Advanced Streaming on Databricks — Multiplexing with Databricks Workflows
Author: Cody Austin Davis
Date: 04/09/2023
Git Repo for Article
In a previously released article, we reviewed how to use Delta Live Tables to dynamically “fan out” many streaming pipelines from a single data source source without needing to hard code each pipeline. This use case, often called Multiplexing, is extremely common in many industries yet difficult do well without such a tool like the Delta Live Tables meta-programming framework that works seamlessly with structured streaming to dynamically create and run many pipelines without coding each from scratch. This is part of what makes DLT so powerful for implementing simple and advanced data engineering use cases in one technology.
However, many data engineers may want even more control. Especially for larger or more complex use cases, data engineers may require more flexibility over aspects of the pipeline such as:
- Load Balancing — not all streams will be the same, so engineers need to handle the possibility of skew across data volumes and resource allocation (cluster number and size). They may also need to group certain streams together for some other business reason like logging or access control.
- Infinite Scale — these types of use cases can get out of hand quickly, generating hundred or thousands of output streams for the events flowing through them. Imagine streaming global retailer data with 10,000 stores for a use case that requires each store to have their own isolated data pipeline. That is a lot of independent pipelines that all need their own resources, logging, and access control.

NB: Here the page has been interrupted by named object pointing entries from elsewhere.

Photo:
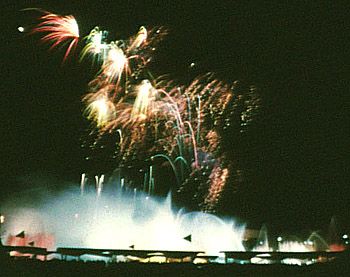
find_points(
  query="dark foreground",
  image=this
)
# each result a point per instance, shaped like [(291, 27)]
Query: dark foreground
[(28, 267)]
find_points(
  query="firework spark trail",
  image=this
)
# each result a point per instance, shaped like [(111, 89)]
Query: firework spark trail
[(59, 29), (96, 45), (155, 117)]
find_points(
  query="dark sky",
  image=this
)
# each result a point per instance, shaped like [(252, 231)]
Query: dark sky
[(297, 55)]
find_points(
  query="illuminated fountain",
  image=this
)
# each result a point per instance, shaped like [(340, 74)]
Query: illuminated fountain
[(153, 120)]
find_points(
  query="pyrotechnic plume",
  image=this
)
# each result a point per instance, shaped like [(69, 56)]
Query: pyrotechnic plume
[(96, 45), (58, 30), (154, 119)]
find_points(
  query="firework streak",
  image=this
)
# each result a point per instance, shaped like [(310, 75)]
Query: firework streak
[(153, 120)]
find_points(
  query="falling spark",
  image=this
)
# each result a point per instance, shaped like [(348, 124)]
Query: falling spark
[(59, 29)]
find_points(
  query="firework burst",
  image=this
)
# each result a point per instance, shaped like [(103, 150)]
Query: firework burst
[(59, 30), (154, 121)]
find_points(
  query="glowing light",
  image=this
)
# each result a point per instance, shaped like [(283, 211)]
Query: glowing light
[(96, 46), (146, 94), (59, 29), (115, 63), (100, 110), (140, 38)]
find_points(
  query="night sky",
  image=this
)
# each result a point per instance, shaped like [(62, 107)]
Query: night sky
[(297, 56)]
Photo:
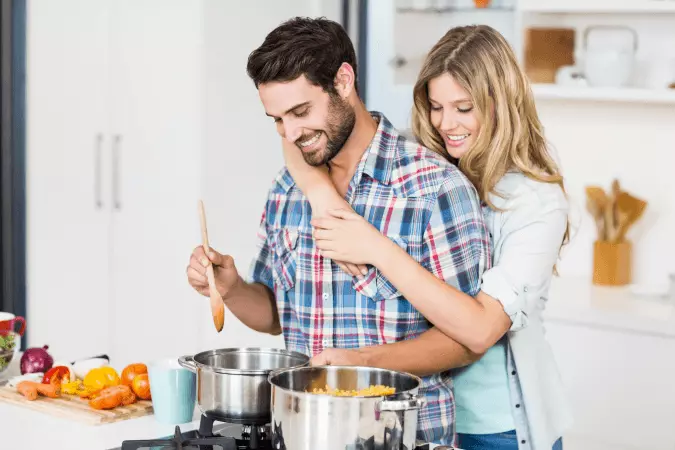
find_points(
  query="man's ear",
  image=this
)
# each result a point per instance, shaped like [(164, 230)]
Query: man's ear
[(344, 80)]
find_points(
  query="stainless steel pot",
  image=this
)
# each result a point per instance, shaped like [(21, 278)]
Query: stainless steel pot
[(232, 383), (302, 420)]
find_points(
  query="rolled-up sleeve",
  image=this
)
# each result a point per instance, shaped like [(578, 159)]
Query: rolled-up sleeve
[(456, 240), (526, 252), (261, 267)]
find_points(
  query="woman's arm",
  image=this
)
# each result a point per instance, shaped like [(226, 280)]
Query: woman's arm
[(533, 233), (314, 182), (317, 186)]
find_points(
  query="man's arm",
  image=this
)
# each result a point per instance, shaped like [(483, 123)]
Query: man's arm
[(252, 303)]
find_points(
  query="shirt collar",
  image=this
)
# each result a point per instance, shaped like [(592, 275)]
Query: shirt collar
[(378, 159)]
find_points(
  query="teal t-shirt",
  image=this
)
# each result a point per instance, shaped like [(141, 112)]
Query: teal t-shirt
[(482, 396)]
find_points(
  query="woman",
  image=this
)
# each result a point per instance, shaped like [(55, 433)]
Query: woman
[(473, 105)]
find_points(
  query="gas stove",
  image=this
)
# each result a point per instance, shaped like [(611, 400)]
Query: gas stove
[(211, 436), (221, 436)]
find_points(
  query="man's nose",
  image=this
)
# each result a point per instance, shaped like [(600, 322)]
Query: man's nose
[(292, 132)]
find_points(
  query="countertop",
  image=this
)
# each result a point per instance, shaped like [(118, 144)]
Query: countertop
[(46, 431), (577, 301), (572, 300)]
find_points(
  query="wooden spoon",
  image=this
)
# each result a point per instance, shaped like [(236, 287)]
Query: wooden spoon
[(630, 210), (217, 306), (597, 205)]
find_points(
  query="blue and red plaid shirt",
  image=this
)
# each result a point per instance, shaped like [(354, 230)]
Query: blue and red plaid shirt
[(421, 202)]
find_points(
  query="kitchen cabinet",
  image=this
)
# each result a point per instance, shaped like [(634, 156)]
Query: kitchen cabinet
[(620, 384), (614, 349), (114, 144)]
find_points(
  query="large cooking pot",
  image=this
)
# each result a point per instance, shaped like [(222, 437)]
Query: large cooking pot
[(302, 420), (232, 383)]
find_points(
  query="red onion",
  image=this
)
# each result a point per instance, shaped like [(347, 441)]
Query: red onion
[(36, 360)]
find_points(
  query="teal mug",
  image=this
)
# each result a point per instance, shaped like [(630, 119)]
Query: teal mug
[(174, 391)]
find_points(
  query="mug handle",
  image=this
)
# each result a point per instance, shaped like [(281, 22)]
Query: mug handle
[(188, 362), (19, 319)]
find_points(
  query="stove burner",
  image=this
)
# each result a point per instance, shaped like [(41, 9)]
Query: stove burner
[(226, 437), (247, 437), (183, 442)]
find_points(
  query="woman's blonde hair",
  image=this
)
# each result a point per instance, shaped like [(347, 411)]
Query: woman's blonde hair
[(511, 136)]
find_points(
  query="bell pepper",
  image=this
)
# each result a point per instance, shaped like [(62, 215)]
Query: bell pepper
[(57, 375), (100, 378)]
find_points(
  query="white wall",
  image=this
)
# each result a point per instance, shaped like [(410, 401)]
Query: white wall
[(634, 143), (595, 141), (242, 152)]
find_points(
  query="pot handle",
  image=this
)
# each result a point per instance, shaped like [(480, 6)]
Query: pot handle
[(414, 402), (188, 362)]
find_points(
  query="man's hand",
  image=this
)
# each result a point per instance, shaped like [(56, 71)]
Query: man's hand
[(339, 357), (225, 272)]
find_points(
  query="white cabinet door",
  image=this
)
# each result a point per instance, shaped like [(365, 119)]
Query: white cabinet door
[(156, 74), (67, 186)]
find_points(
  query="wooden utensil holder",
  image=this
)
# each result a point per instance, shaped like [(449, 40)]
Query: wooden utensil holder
[(612, 263)]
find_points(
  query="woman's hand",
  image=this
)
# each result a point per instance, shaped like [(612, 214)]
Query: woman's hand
[(346, 236), (317, 186)]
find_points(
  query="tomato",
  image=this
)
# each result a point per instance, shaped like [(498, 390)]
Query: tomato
[(57, 375), (141, 386), (131, 371), (101, 378)]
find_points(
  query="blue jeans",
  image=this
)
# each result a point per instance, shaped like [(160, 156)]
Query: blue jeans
[(500, 441)]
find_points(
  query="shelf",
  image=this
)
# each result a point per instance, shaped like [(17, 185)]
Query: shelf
[(651, 7), (459, 9), (622, 95)]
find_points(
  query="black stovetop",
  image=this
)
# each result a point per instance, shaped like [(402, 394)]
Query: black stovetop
[(220, 436), (209, 436)]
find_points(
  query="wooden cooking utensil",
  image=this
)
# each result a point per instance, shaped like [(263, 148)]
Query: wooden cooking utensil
[(629, 209), (217, 306)]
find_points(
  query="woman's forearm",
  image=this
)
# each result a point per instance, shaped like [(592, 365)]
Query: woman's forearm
[(477, 323), (314, 182)]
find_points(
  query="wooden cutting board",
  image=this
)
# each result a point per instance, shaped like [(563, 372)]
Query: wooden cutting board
[(74, 408)]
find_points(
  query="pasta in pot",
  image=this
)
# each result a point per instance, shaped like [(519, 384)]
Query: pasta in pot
[(370, 391)]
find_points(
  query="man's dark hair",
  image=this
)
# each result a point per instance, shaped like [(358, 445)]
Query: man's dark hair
[(314, 48)]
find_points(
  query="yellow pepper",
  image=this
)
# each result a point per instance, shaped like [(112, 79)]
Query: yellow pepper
[(100, 378)]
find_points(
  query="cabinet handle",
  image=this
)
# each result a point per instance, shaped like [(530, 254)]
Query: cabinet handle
[(117, 204), (98, 202)]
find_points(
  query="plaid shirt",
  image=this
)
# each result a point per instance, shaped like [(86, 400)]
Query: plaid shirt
[(421, 202)]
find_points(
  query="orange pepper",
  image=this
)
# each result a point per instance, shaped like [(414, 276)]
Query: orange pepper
[(100, 378)]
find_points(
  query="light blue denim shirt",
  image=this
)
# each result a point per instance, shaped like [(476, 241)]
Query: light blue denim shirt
[(526, 233)]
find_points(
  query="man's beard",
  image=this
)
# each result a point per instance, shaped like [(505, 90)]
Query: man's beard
[(340, 124)]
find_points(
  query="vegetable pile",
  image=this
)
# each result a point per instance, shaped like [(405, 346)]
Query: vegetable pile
[(101, 385)]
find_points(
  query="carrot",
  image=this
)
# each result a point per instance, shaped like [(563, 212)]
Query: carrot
[(28, 389), (49, 390), (31, 389)]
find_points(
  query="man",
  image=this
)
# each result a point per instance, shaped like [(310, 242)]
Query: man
[(305, 72)]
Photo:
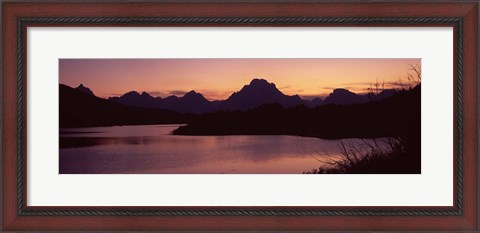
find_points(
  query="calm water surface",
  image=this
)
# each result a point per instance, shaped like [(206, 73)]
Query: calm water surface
[(152, 149)]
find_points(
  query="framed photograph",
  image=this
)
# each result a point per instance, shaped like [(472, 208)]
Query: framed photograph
[(246, 116)]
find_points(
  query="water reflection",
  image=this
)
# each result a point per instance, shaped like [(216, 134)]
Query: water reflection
[(152, 149)]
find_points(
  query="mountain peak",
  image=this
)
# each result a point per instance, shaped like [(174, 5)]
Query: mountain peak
[(131, 93), (145, 94), (84, 89), (260, 82)]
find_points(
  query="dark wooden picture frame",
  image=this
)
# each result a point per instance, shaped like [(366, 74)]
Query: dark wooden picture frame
[(462, 16)]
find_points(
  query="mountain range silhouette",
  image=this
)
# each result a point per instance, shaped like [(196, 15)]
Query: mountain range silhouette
[(258, 92)]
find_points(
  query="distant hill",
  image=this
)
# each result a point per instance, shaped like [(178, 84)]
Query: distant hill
[(344, 96), (84, 89), (80, 109), (258, 92), (397, 115)]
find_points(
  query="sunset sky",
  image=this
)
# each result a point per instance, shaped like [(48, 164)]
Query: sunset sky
[(217, 79)]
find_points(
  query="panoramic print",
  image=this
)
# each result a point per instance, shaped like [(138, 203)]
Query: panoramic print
[(240, 116)]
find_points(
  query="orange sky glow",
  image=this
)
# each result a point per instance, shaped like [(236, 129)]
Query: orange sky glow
[(217, 79)]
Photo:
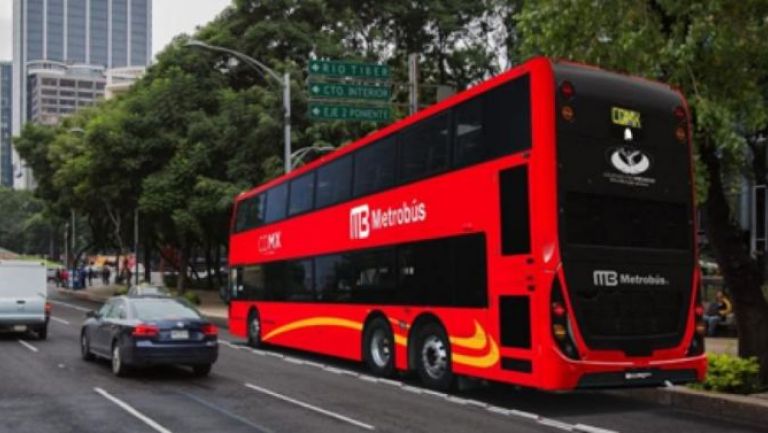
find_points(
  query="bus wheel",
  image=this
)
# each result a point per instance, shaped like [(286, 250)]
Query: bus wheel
[(379, 347), (433, 357), (254, 329)]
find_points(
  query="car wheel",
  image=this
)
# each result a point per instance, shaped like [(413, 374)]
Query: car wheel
[(119, 368), (379, 347), (85, 347), (201, 370), (254, 329), (433, 357)]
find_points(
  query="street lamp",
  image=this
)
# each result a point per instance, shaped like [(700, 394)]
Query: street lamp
[(285, 82), (300, 154)]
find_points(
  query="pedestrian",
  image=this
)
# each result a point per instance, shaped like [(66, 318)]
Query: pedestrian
[(717, 311), (91, 273), (81, 274)]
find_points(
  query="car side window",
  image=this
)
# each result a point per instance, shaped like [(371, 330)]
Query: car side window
[(106, 308)]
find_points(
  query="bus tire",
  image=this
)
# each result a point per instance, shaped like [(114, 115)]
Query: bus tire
[(379, 347), (433, 357), (254, 328)]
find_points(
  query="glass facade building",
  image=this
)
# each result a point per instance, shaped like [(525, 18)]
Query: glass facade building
[(56, 34)]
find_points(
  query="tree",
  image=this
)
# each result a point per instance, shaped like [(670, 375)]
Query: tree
[(715, 51)]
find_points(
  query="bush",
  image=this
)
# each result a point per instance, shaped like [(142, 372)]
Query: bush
[(192, 297), (731, 374)]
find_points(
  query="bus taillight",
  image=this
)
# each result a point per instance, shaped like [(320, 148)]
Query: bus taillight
[(561, 329)]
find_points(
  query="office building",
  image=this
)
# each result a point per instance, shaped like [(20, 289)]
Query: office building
[(73, 38)]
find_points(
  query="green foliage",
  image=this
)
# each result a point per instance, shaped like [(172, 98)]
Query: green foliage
[(197, 129), (25, 227), (191, 297), (731, 374)]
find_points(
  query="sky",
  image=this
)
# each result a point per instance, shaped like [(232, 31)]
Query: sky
[(170, 17)]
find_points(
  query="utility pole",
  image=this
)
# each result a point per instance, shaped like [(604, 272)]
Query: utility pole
[(136, 244), (413, 83)]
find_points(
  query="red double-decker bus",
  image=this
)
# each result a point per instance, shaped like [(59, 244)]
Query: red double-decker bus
[(536, 229)]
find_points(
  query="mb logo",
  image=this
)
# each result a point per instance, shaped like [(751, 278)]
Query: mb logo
[(605, 278), (359, 222)]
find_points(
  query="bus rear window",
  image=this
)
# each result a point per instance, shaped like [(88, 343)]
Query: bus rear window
[(624, 222)]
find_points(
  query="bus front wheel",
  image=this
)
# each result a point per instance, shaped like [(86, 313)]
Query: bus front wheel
[(433, 357), (254, 329), (379, 347)]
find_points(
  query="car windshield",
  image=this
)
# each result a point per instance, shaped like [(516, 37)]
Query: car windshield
[(162, 309)]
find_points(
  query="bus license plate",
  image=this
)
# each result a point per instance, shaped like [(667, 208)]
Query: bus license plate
[(179, 335)]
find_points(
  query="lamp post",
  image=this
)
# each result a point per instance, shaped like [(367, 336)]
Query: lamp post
[(299, 155), (285, 82)]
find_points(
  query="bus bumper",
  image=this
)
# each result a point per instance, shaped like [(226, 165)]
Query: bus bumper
[(595, 374)]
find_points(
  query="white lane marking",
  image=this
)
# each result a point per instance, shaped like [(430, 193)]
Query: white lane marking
[(28, 346), (128, 408), (447, 397), (57, 319), (590, 429), (311, 407), (67, 304)]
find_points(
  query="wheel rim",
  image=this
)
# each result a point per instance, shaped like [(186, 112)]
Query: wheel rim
[(434, 357), (116, 362), (381, 348), (255, 328)]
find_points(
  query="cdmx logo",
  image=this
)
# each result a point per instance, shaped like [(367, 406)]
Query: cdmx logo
[(629, 160)]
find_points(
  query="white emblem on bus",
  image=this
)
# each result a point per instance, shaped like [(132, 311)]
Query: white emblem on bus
[(605, 278), (270, 242), (359, 225), (630, 161)]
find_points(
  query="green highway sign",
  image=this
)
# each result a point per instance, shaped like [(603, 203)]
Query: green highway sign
[(348, 112), (350, 91), (331, 68)]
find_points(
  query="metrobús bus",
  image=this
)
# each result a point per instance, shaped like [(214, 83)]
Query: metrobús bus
[(536, 229)]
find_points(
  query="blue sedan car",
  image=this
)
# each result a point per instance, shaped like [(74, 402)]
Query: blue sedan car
[(146, 331)]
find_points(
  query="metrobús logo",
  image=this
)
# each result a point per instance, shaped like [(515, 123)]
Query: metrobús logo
[(629, 160), (610, 278), (363, 220), (270, 242)]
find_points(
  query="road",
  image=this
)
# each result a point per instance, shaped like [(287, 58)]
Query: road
[(46, 387)]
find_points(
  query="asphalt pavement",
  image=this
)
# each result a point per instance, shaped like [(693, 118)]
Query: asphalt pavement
[(46, 387)]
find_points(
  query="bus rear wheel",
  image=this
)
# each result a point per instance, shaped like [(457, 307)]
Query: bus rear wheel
[(254, 329), (433, 357), (379, 347)]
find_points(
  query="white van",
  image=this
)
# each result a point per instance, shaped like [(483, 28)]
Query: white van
[(23, 290)]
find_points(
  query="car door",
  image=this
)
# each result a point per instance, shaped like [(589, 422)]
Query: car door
[(99, 331)]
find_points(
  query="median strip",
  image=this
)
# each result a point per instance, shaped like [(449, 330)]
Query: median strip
[(128, 408), (311, 407)]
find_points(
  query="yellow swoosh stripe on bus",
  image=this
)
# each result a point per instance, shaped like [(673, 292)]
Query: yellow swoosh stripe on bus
[(315, 321), (475, 342)]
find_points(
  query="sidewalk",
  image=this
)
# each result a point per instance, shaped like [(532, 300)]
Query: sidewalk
[(210, 304)]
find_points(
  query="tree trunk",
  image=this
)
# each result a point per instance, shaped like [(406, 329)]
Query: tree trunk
[(181, 282), (209, 266), (741, 272)]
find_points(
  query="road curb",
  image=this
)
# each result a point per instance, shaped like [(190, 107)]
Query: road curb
[(738, 408)]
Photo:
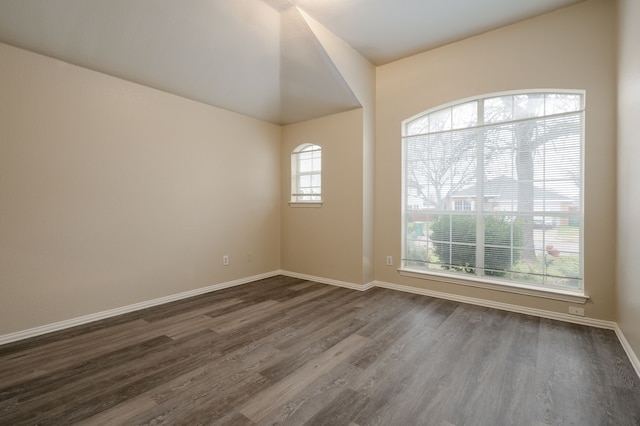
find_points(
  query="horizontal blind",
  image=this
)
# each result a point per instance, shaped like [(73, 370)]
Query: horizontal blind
[(493, 187)]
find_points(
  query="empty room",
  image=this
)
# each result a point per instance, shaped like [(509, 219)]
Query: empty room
[(319, 212)]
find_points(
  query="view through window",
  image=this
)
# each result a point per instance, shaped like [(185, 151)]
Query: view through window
[(492, 189), (306, 173)]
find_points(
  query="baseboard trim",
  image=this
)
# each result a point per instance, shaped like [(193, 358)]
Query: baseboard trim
[(73, 322), (61, 325), (610, 325), (345, 284), (628, 349)]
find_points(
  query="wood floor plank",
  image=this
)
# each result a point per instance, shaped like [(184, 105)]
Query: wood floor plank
[(290, 351)]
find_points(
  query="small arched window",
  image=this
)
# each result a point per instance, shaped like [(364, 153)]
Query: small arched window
[(306, 174)]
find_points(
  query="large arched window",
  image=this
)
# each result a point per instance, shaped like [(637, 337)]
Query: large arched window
[(306, 174), (492, 190)]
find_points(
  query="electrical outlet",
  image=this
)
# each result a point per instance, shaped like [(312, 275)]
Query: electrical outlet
[(574, 310)]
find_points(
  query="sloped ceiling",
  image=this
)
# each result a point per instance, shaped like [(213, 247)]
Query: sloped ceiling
[(255, 57)]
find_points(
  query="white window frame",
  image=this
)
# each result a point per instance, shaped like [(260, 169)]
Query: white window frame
[(308, 195), (407, 267)]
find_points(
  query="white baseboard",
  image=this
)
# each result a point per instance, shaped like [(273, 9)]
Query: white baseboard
[(628, 349), (61, 325), (502, 306)]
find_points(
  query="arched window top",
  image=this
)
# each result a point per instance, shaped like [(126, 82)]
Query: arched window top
[(306, 147), (493, 109), (306, 174)]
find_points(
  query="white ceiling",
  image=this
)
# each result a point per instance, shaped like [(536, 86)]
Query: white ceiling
[(256, 57)]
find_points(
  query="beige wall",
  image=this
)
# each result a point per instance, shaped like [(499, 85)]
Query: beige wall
[(629, 172), (112, 193), (326, 241), (573, 48)]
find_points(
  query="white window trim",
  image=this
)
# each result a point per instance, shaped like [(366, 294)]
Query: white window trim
[(295, 175), (305, 204), (511, 287), (567, 295)]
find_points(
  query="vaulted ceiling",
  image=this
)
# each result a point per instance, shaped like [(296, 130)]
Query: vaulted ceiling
[(255, 57)]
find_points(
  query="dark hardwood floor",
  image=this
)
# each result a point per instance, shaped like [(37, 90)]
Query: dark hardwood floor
[(288, 351)]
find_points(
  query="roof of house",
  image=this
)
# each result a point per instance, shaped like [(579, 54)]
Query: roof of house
[(505, 188)]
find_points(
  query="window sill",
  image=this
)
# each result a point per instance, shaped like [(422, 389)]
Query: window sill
[(305, 204), (547, 293)]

Currently, Delta Live tables can only run one pipeline on one cluster (for now ;) ) so anything over 10–20 streams gets tough and can create challenging resource management problems.
- Data and Pipeline Isolation — engineers may want to use a single process to create thousands of steaming pipelines, but they also want to be able to isolate the data across tables, databases, and even control row/column level ACLs differently for each pipelines.
- Clean Production Logging — logging and tracking the health of this many dynamically generated pipelines can be a monster task, so engineers need a way of scaling this out while keeping the above flexibility.
In this article, we will review a design pattern for accomplishing this use case. We will walk through the architecture, the considerations for adapting it to your use case, and the steps involved in building out the end to end pipeline. The repo for code is posted at the top of the article.
First let’s review the business problem together. Imagine we own a large retail grocery store chain. We have thousands of stores throughout the country, and each store sells thousands of items. Now as the parent company, we want each store to be able to create and self-serve their own analytics and reports. To do that, we need to somehow create independent tables for each store that only each store’s managers have access to. We also need to make sure these pipelines are delivering data consistently and reliably across all stores from our core system. Making things more challenging, business is booming and we are adding stores every day. To really scale out our inventory analytics platform, we can’t rely on manually ensuring that each new store is manually added as a consumer to our data service. This would be a full time job alone, so instead we need to simply know that whenever a new store comes online, it will automatically create its own reporting environment and data flow. Now we start to observe how powerful this use case can be. It can apply to IoT devices, banking data, market intelligence data, retail, tooling, healthcare, and just about any industry.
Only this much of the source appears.